60-70% of patients are diagnosed with advanced, unresectable or metastatic disease due to late manifestation of clinical symptoms and absence of specific biomarkers. For that reason, only 30-40% of patients are eligible for surgical resection, the only potentially curative treatment, and the majority of them (60-65%) experience disease recurrence. For patients with advanced disease the only first line treatment option is palliative chemotherapy with gemcitabine and cisplatin. FOLFOX has been the only second line therapy available to patients progressing to CisGem until the discovery of genomic alterations with potential therapeutic implications for treating cholangiocarcinoma.

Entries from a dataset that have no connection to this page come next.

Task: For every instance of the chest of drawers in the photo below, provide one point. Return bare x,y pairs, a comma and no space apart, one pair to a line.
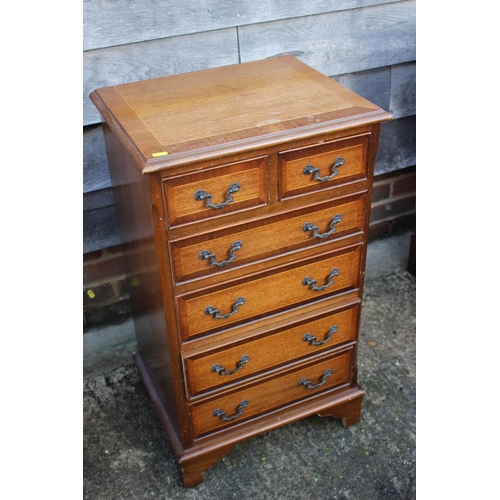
242,195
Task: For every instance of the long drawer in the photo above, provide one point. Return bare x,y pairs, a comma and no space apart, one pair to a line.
223,365
232,247
203,312
282,389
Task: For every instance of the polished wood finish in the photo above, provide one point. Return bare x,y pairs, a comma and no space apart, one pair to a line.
270,335
271,349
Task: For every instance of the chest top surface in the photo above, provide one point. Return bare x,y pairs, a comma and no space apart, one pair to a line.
229,109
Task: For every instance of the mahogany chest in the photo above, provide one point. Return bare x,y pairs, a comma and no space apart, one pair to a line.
242,196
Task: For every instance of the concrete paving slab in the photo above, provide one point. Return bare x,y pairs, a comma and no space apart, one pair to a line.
127,454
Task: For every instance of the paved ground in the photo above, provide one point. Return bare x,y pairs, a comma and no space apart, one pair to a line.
127,454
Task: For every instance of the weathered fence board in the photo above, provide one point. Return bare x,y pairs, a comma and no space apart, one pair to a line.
100,229
397,146
403,90
339,42
142,61
118,22
95,164
391,88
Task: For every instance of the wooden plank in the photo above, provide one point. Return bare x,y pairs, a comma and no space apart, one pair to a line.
98,199
340,42
391,88
397,147
403,90
100,229
143,61
374,85
155,19
95,164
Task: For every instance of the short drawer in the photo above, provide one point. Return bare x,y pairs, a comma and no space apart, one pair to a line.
280,390
221,366
229,248
216,191
203,312
323,166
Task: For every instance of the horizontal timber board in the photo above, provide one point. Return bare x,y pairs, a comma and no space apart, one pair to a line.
155,19
339,42
100,229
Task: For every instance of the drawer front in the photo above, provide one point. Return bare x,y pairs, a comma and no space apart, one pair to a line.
216,191
230,248
273,393
306,281
324,166
229,364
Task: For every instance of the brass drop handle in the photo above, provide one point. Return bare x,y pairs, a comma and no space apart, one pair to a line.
206,254
239,411
312,339
309,385
201,195
308,226
234,309
313,283
222,371
310,169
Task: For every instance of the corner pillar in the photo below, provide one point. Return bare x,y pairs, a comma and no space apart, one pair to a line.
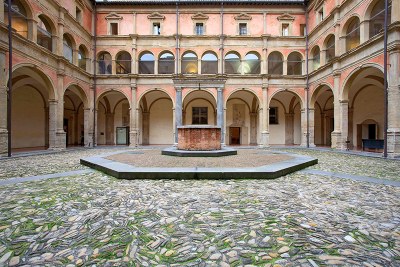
265,118
393,133
133,133
220,114
178,111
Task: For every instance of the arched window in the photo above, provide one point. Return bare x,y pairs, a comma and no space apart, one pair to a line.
377,19
82,57
251,64
232,63
44,33
189,63
68,49
315,58
146,63
353,34
330,48
19,17
275,63
295,63
123,63
104,63
166,63
209,63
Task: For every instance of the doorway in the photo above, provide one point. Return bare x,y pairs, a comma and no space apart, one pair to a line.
234,133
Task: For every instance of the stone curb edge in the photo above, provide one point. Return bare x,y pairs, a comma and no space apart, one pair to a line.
126,171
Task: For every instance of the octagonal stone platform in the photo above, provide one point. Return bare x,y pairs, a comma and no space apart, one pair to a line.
127,171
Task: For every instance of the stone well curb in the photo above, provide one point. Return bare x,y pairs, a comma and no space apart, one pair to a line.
126,171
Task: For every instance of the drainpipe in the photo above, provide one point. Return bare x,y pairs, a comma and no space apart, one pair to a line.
177,48
9,95
94,73
307,84
385,85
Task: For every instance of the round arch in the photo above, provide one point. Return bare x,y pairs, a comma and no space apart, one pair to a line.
38,72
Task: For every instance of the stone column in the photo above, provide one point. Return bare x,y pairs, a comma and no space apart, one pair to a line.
394,98
2,14
289,128
87,138
265,118
303,141
311,124
395,10
34,30
220,114
110,128
60,45
350,126
335,135
3,102
146,128
178,111
344,119
52,124
133,133
253,128
284,67
61,135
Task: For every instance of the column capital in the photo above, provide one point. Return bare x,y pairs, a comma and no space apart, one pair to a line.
336,73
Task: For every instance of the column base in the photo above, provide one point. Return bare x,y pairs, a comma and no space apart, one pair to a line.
3,142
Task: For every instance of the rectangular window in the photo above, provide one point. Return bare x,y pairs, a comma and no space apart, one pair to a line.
78,15
285,29
273,115
156,28
199,115
242,28
114,28
199,29
302,30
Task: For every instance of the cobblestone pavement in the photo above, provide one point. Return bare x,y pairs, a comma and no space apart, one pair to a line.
298,220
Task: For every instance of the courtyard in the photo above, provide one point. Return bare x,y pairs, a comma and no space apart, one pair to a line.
309,218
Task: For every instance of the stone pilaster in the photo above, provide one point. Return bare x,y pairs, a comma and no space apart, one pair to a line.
336,134
53,123
3,105
265,118
133,133
253,128
87,138
178,111
146,128
311,126
393,133
344,125
303,141
289,129
2,12
220,113
60,45
110,128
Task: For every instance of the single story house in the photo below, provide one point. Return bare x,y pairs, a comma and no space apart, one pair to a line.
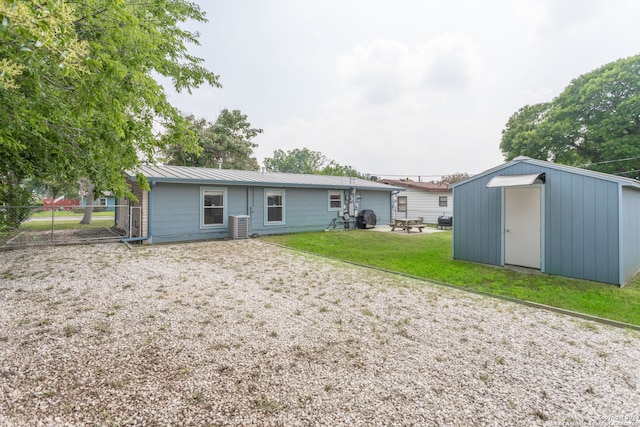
188,203
426,200
559,219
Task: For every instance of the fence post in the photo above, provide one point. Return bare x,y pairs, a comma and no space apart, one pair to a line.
52,222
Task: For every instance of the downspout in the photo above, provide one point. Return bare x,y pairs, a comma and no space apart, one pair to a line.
393,193
149,216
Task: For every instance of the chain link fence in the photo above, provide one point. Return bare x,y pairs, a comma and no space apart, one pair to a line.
35,225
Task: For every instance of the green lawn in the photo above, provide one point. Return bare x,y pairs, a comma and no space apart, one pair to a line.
72,213
65,225
429,256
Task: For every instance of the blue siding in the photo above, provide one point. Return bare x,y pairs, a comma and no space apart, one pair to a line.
176,210
630,233
307,210
581,229
477,223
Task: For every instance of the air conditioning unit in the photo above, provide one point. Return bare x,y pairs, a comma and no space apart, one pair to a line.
238,227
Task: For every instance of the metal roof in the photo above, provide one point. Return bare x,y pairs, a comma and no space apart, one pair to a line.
422,186
193,175
628,182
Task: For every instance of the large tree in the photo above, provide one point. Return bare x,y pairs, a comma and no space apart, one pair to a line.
593,123
303,160
225,143
77,94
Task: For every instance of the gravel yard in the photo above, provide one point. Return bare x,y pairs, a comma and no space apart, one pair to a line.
245,333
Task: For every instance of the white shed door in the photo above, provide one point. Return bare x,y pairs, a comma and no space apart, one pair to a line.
522,226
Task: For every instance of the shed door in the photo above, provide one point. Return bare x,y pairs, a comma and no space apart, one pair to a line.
522,226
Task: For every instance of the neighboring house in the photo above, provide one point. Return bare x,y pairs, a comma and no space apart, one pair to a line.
106,202
428,200
187,203
60,203
558,219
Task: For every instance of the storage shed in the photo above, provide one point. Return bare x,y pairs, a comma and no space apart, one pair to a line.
188,203
559,219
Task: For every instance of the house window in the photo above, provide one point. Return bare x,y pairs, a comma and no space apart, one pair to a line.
213,207
274,201
402,203
335,200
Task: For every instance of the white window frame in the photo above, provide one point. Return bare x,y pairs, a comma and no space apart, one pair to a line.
338,193
274,191
225,200
405,204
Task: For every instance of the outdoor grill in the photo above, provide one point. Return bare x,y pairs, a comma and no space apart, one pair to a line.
445,221
366,219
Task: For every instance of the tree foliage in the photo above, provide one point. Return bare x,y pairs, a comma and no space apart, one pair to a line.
77,89
303,160
593,123
227,142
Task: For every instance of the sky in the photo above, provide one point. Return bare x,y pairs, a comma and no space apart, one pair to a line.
404,88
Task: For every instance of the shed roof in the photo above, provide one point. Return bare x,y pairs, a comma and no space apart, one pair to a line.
422,186
569,169
194,175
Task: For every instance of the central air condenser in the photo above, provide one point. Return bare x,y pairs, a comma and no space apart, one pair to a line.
238,227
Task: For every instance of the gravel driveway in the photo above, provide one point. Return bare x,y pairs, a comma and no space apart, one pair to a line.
246,333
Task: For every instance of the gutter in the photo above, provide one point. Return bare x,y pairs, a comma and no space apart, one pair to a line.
149,222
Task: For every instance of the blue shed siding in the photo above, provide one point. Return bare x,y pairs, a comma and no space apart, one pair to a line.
581,236
580,218
630,233
477,223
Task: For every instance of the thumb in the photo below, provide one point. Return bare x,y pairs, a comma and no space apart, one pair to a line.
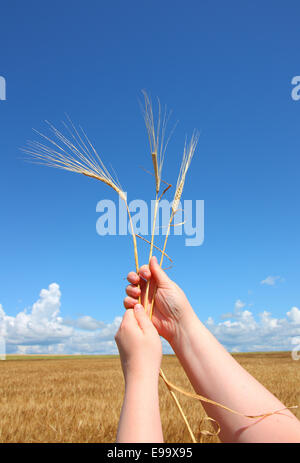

The main druggable genomic alterations have been detected in about 50% of intrahepatic cholangiocarcinoma patients. The most promising targets are IDH mutations (18-36% of patients with iCCA) and FGFR2 fusions (10-16% of patients with iCCA). These alterations seem to be mutually exclusive.
The fibroblast growth factor receptor (FGFR) family consist of four subtypes of transmembrane receptors with intracellular tyrosine kinase domains (FGFR 1-4).
Up to 22 FGF ligands have been identified, which, when linked to FGFR, activate several cellular processes: proliferation, survival, migration and angiogenesis.
FGFR genetic alterations have emerged as tumourigenic drivers in cancers such as iCCA, urothelial carcinoma, myeloid/lymphoid neoplasms and other malignancies. They have been observed in all four FGFR subtypes and include point mutations, gene amplifications and chromosomal rearrangements. Alterations identified in iCCA are mostly located in the FGFR2 gene, 85% of which are fusions. FGFR2 fusions result in constitutive, ligand-independent activation of downstream pathways, leading to tumourigenesis. The presence of FGFR2 fusions, which seems to be associated with indolent disease progression and a better prognosis, may serve as a double predictive biomarker: negative for chemotherapy and positive for FGFR inhibitors.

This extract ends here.